Şimdi Devrimci Enternasyonalist Hareket (DEH) hayatta kaldı. Bu, geçmişin bir fenomeni haline geldi. NKP (Devrimci Maoist)’in, uzun deneyime sahip yoldaşları ve geçmişte DEH’e liderlik pozisyonları var. Ancak değişen koşullarda, yeni bir uluslararası embriyonik merkez inşa etmedeki rolleri hevesli ve aktif olmadı. Bunun yerine, ICOR ile ilişkilerini genişletmeye çalışıyor gibi görünüyorlar. Biplav liderliğindeki Komünist Parti bu konudan daha da habersiz. Görünüşe göre Uluslararası Komünist Hareket ile hiçbir alakaları yok. Bu konuda sadece Komünist Çekirdek Nepal daha hassas ve ciddi görünüyor. Proleter enternasyonalist ruh açısından bakıldığında, bu hoş bir durum değil. Karşılaştırıldığında, Avrupa ve Latin Amerika Maoist partilerinin aktivizmi daha takdir edilesi bir yerde durmaktadır.

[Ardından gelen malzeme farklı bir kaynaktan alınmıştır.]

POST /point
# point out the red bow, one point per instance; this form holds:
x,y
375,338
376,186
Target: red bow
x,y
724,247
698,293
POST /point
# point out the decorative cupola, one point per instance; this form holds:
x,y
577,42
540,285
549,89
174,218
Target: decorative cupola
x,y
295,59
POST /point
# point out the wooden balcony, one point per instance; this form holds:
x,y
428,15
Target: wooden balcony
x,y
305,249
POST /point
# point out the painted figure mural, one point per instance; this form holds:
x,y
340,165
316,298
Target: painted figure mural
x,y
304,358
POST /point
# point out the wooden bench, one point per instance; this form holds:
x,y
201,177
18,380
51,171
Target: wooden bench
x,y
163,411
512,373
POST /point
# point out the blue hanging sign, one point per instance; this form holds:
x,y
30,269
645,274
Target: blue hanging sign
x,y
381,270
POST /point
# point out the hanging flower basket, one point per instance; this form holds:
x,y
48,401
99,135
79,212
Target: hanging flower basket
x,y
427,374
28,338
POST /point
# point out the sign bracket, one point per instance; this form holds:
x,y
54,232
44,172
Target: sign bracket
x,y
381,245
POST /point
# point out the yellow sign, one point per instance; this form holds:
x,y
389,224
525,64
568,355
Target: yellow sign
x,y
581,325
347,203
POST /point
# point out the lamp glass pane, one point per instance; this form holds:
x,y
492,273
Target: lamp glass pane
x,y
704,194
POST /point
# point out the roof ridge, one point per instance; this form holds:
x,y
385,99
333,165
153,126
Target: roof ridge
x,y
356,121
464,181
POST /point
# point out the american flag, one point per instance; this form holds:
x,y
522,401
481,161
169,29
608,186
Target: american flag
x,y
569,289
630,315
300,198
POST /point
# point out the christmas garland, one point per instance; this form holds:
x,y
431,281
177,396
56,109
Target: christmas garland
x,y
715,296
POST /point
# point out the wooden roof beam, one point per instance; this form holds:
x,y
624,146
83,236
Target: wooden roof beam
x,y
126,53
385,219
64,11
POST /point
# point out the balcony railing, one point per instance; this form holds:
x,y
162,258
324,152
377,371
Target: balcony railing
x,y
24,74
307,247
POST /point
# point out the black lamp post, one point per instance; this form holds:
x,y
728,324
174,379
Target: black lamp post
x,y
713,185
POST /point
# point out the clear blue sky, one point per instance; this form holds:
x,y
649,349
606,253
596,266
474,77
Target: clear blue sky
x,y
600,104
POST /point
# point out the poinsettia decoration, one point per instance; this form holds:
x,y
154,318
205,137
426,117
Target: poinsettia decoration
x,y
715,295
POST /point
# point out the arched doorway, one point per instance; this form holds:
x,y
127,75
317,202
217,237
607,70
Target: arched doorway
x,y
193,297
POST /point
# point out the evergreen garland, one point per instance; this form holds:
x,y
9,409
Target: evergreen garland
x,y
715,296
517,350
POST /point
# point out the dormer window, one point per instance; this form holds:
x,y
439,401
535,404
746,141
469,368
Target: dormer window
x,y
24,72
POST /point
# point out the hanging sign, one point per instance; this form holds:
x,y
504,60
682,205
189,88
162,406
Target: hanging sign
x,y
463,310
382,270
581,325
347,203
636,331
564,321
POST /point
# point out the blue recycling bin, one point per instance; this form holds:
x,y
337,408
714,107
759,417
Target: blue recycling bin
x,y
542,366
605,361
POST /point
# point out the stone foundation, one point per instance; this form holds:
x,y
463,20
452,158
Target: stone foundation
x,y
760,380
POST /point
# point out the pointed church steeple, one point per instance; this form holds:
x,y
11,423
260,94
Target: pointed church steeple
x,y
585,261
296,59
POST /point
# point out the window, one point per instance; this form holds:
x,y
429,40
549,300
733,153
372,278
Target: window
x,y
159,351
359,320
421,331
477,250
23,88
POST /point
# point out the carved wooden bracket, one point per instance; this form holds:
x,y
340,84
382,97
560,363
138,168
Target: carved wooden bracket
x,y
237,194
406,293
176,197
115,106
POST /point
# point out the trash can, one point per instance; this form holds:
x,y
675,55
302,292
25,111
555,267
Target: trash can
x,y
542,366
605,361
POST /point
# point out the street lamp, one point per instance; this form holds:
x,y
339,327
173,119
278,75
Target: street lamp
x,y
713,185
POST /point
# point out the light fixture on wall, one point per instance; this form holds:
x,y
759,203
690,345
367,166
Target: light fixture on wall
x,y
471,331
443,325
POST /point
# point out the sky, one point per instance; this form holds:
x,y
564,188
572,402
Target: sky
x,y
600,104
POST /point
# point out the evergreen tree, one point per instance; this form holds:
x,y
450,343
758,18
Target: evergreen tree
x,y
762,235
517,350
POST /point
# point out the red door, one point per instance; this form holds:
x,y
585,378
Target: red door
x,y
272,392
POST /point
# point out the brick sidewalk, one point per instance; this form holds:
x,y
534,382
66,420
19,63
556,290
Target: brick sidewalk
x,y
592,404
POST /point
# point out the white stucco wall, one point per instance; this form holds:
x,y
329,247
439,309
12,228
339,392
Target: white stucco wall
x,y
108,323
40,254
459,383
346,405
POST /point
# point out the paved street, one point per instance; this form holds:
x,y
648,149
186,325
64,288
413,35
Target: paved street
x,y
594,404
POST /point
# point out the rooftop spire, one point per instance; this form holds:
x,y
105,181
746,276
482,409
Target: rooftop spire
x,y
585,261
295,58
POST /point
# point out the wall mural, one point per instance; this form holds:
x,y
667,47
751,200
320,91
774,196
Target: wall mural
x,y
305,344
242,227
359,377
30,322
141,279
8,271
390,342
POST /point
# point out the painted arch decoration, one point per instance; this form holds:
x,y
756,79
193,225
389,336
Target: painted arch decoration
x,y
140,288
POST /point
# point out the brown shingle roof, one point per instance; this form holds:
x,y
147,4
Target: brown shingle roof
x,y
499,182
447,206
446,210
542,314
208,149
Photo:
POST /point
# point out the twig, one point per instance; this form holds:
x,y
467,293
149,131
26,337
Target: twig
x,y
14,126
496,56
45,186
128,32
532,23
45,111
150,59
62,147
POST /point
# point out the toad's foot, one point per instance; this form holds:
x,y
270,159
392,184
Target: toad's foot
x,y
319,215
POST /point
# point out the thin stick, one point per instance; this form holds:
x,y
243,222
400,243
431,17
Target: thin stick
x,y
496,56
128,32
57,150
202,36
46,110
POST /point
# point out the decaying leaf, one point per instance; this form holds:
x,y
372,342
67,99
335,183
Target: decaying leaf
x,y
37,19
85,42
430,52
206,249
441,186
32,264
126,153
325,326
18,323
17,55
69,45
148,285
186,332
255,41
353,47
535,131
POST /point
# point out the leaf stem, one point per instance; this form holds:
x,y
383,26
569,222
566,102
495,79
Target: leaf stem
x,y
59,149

İçinde bulunduğumuz zaman, Nepal’in ezilen halkı için en zorlu zamandır. Ülkenin durumu gün geçtikçe kötüye gidiyor. Ulusal bağımsızlık ve demokrasi sorunu her taraftan saldırıya uğradı. Yabancı güçler, özellikle Amerikan emperyalizmi, Hint yayılmacılığı ve Çin sosyal-emperyalizmi, çeşitli aldatmacalarla Nepal’deki varlıklarını genişletmek istiyorlar. Böyle bir durumda, ilerici ve devrimci güçler arasındaki birlik, hareketi yükseltmek için vazgeçilmez bir ihtiyaçtır. Maoist hareket içindeki bölünmenin ve parçalanmanın gericiler için rahat bir durum yarattığı gerçeğini ciddiye almalıyız. Bunun için de devrimciler arasındaki kutuplaşma ve yeniden yapılanma sürecine, ezilen halk arasında devrimci coşku ve güveni aşılayan yeni bir yön vermek gerekiyor.
Böyle bir durumda, her parti ve örgüt içindeki devrimci liderlerin ve kadroların, partinin belirsiz siyasi çizgisine, tekdüze ve basmakalıp çalışma tarzına karşı ideolojik bir mücadele vermesi çok mantıklı geliyor. Özellikle, Biplav liderliğindeki Nepal Komünist Partisi, “birleşik devrimi” benimsedikleri için kendi siyasi çizgisini tekrar düşünmelidir. Partinin ideolojik ve siyasi çizgisi doğru değilse, o zaman devrimden bahsetmenin bir anlamı yoktur. Mao, ideolojik ve siyasi çizginin doğruluğunun veya yanlışlığının her şeye karar verdiğini ifade etmişti. Benzer şekilde, NKP-Biplav Yeni Demokratik Devrim çizgisini terk etti. Nepal toplumunun hala yarı-feodal ve yarı-sömürge bir durumda olduğu açık bir şekilde ortaya konmalıdır. Nepal devriminin karakteri “Yeni Demokratik”tir. Bunlar çözümlenmesi elzem meselelerdir.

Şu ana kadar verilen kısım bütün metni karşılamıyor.